An Efficient Stochastic Algorithm for Decentralized Nonconvex-Strongly-Concave Minimax Optimization
Lesi Chen, Haishan Ye, Luo Luo
TL;DR
This work tackles decentralized stochastic minimax optimization with nonconvexity in $x$ and strong concavity in $y$ across a network of $m$ agents. It introduces DREAM, a stochastic recursive-gradient method with gradient tracking and a novel Lyapunov function that unifies online and offline analyses and accommodates constrained $\mathcal{Y}$. The main results establish optimal or near-optimal computation and communication complexities: $O\bigl(\kappa^2\sigma^2\epsilon^{-2} + \kappa^3 L \sigma \epsilon^{-3}\bigr)$ SFOs online and $O(mn + \sqrt{mn}\kappa^2 L\epsilon^{-2})$ SFOs offline, with communication $O\left(\dfrac{\kappa^2 L \epsilon^{-2}\log m}{\sqrt{\delta}}\right)$. DREAM also achieves a linear speed-up with the number of agents and outperforms prior decentralized minimax methods both theoretically and empirically on robust logistic regression tasks.
Abstract
This paper studies the stochastic nonconvex-strongly-concave minimax optimization over a multi-agent network.

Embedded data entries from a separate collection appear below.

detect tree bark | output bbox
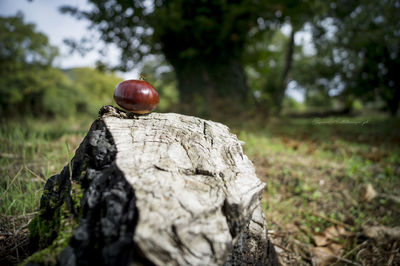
[170,58,249,113]
[27,106,278,265]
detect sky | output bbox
[0,0,306,102]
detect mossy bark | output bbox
[24,106,276,266]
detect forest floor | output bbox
[236,116,400,265]
[0,111,400,265]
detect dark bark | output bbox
[26,106,278,266]
[276,29,296,114]
[171,58,248,111]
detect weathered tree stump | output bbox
[27,106,277,265]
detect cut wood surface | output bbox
[28,106,277,265]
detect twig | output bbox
[0,152,21,159]
[388,241,397,266]
[378,193,400,204]
[311,211,353,229]
[271,241,294,253]
[0,166,22,199]
[324,252,361,266]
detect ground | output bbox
[0,115,400,265]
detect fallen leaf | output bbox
[313,233,329,247]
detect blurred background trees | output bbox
[0,0,400,116]
[0,14,122,118]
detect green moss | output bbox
[71,182,83,216]
[22,180,83,265]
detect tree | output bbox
[314,0,400,115]
[61,0,280,109]
[0,13,58,115]
[0,14,122,118]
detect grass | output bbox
[0,117,93,265]
[0,113,400,265]
[235,116,400,264]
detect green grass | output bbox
[0,113,400,263]
[0,118,90,216]
[234,116,400,263]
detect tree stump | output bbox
[26,106,277,265]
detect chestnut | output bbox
[114,79,160,114]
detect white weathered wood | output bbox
[27,106,277,266]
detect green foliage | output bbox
[313,0,400,114]
[0,14,57,114]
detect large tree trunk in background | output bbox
[24,106,278,266]
[275,29,296,114]
[170,58,249,113]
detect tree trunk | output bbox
[27,106,278,265]
[276,26,296,114]
[170,58,249,113]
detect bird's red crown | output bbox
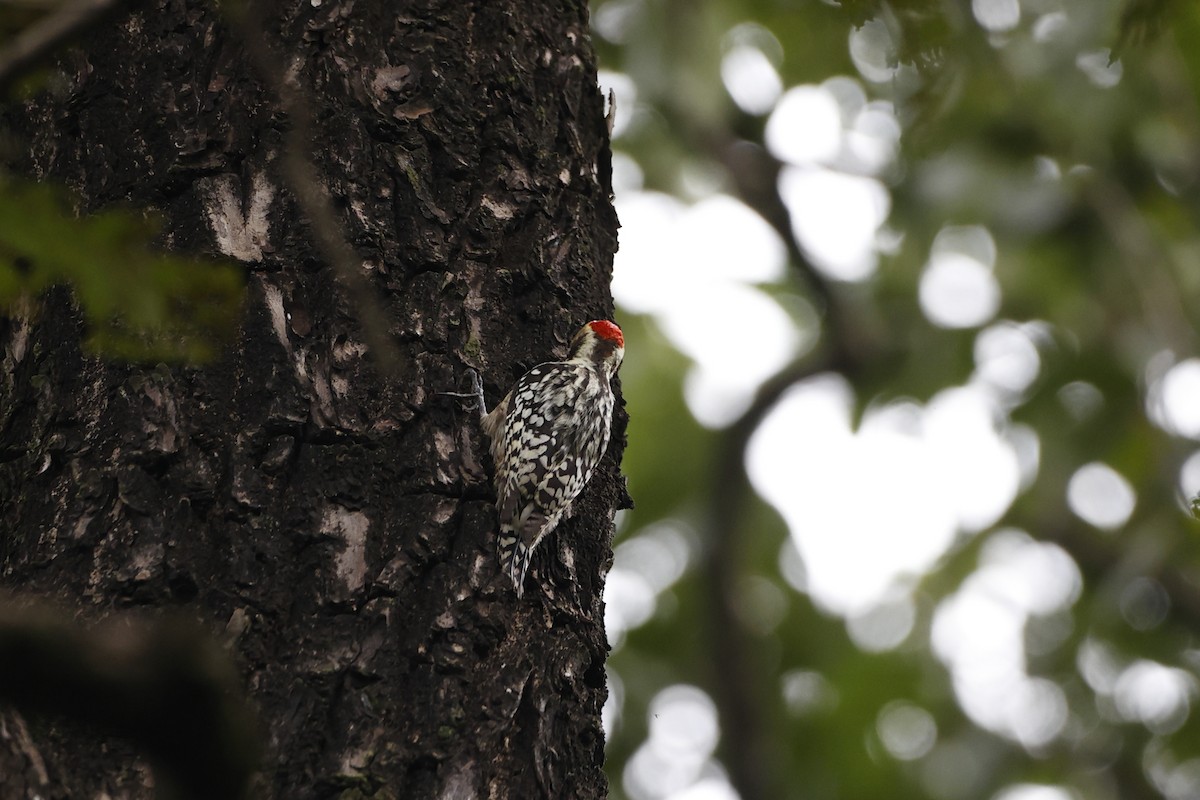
[588,319,625,348]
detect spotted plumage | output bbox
[484,320,625,597]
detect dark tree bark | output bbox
[0,0,624,800]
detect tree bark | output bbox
[0,0,625,799]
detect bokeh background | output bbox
[592,0,1200,800]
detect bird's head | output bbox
[569,319,625,377]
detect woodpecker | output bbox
[456,319,625,597]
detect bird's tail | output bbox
[500,530,533,597]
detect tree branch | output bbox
[228,0,400,375]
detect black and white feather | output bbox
[484,320,625,597]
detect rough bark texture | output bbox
[0,0,624,799]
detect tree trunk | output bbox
[0,0,624,800]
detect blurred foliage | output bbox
[0,174,244,361]
[592,0,1200,800]
[0,0,245,361]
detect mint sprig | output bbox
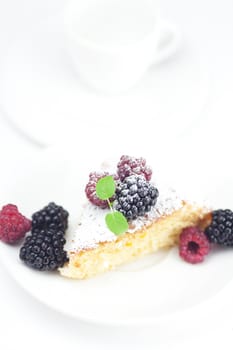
[96,175,129,236]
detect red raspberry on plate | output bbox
[85,172,118,209]
[0,204,31,244]
[117,155,152,181]
[179,227,210,264]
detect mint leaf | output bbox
[96,175,116,200]
[105,211,129,235]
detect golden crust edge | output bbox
[59,202,211,279]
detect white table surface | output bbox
[0,0,233,350]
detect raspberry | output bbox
[0,204,31,244]
[85,172,118,209]
[117,155,152,181]
[205,209,233,247]
[179,227,210,264]
[114,175,159,220]
[32,202,69,231]
[19,229,68,271]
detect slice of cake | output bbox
[59,156,207,279]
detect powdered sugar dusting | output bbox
[65,188,182,252]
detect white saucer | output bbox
[0,14,208,145]
[0,147,233,329]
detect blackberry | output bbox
[85,172,118,209]
[32,202,69,232]
[117,155,152,181]
[114,175,159,220]
[19,229,68,271]
[205,209,233,247]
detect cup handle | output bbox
[152,21,181,65]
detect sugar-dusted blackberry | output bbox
[32,202,69,231]
[114,175,159,220]
[85,171,118,209]
[117,155,152,181]
[205,209,233,247]
[19,229,68,271]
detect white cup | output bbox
[65,0,180,93]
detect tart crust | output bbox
[59,202,209,279]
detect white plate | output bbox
[0,14,209,145]
[0,145,233,325]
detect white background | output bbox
[0,0,233,350]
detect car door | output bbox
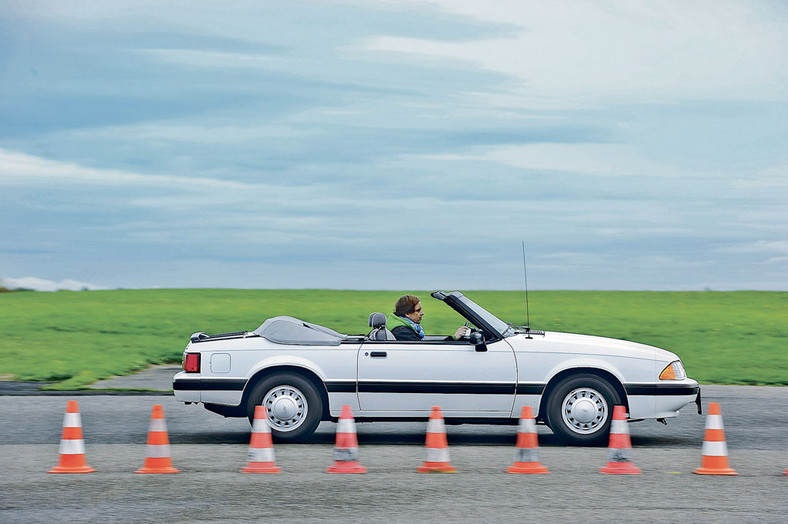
[358,340,517,417]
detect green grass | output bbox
[0,289,788,389]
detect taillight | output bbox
[183,353,200,373]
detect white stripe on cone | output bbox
[63,413,82,428]
[706,415,725,430]
[148,444,170,458]
[427,418,446,433]
[424,448,449,462]
[60,439,85,455]
[337,418,356,433]
[701,440,728,457]
[252,418,271,433]
[249,448,276,462]
[610,419,629,435]
[518,418,536,433]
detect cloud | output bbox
[367,0,788,108]
[0,0,788,289]
[0,277,107,291]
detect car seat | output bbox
[368,313,397,340]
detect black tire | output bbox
[246,373,323,442]
[546,374,621,446]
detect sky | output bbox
[0,0,788,291]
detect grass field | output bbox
[0,289,788,389]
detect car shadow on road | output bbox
[175,426,700,448]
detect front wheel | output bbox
[247,373,323,442]
[547,374,621,446]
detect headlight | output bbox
[659,360,687,380]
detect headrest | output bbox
[369,313,386,327]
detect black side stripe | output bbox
[358,382,514,395]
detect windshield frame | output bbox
[432,291,516,340]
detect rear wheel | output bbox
[247,373,323,441]
[547,374,621,446]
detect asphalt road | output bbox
[0,386,788,523]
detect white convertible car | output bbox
[173,291,701,445]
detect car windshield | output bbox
[457,295,514,337]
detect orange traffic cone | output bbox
[134,404,180,473]
[47,400,96,473]
[326,405,367,473]
[416,406,457,473]
[693,402,738,475]
[241,406,282,473]
[599,406,641,475]
[506,406,550,473]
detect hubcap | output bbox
[262,386,309,432]
[561,387,609,435]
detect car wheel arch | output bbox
[241,366,330,420]
[537,367,629,422]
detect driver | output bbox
[386,295,471,340]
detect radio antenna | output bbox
[522,240,531,331]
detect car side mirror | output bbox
[468,331,487,352]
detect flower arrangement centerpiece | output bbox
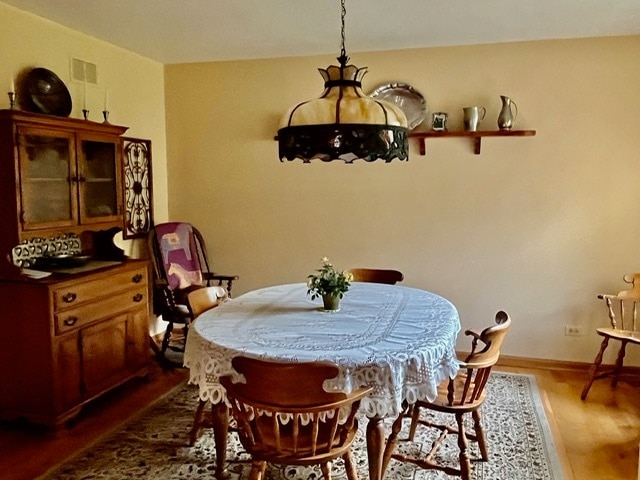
[307,257,353,310]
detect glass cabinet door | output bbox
[78,138,122,224]
[18,128,77,230]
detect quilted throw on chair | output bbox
[155,222,202,290]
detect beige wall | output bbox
[0,3,167,254]
[165,37,640,361]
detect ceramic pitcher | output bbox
[498,95,518,130]
[462,107,487,132]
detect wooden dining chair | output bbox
[147,222,238,360]
[349,268,404,285]
[383,311,511,480]
[580,273,640,400]
[220,356,372,480]
[187,285,229,318]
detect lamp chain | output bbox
[338,0,349,66]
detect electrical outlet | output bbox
[564,325,584,337]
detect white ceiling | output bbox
[1,0,640,64]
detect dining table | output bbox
[184,282,460,480]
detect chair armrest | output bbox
[464,330,482,340]
[202,273,239,282]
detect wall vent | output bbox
[71,58,98,85]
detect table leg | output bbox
[367,416,385,480]
[211,402,229,480]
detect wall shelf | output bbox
[409,130,536,155]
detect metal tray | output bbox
[370,83,427,130]
[25,68,72,117]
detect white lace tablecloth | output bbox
[184,282,460,417]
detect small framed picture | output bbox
[431,112,447,132]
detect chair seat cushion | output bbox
[596,327,640,343]
[418,372,486,412]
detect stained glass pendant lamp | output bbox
[278,0,409,163]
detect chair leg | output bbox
[471,409,489,462]
[342,450,358,480]
[162,322,173,353]
[320,462,331,480]
[456,413,471,480]
[246,460,267,480]
[580,337,609,400]
[611,340,627,388]
[189,400,207,447]
[211,402,229,479]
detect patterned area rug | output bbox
[40,373,562,480]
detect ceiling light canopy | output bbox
[278,0,409,163]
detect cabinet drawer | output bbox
[55,286,149,335]
[53,267,147,311]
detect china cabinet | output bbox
[0,110,150,427]
[409,130,536,155]
[0,261,150,427]
[0,110,127,272]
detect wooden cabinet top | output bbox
[0,109,129,135]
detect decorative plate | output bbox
[370,83,427,130]
[25,68,72,117]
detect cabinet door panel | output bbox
[78,137,122,224]
[80,314,128,398]
[18,127,77,230]
[54,333,82,414]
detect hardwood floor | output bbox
[0,352,640,480]
[0,358,189,480]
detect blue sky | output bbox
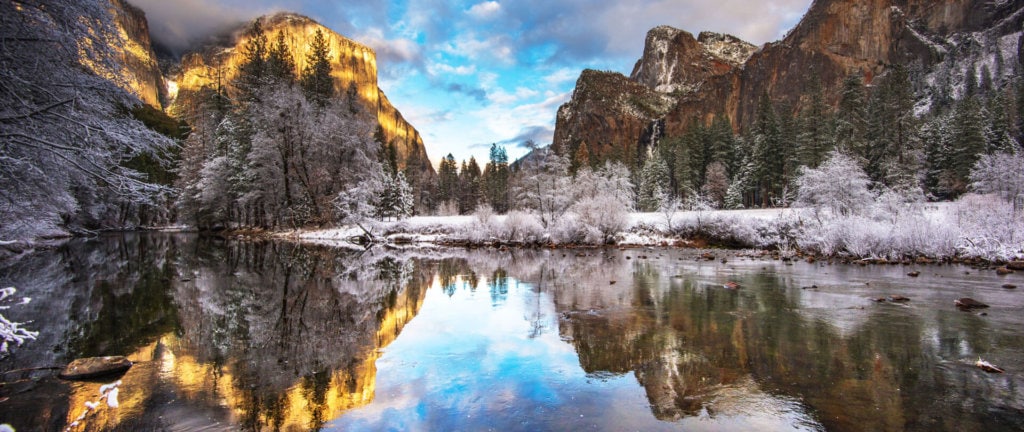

We propose an efficient algorithm, called Decentralized Recursive gradient descEnt Ascent Method (DREAM), which achieves the best-known theoretical guarantee for finding the $ε$-stationary points. Concretely, it requires $\mathcal{O}(\min (κ^3ε^{-3},κ^2 \sqrt{N} ε^{-2} ))$ stochastic first-order oracle (SFO) calls and $\tilde{\mathcal{O}}(κ^2 ε^{-2})$ communication rounds, where $κ$ is the condition number and $N$ is the total number of individual functions. Our numerical experiments also validate the superiority of DREAM over previous methods.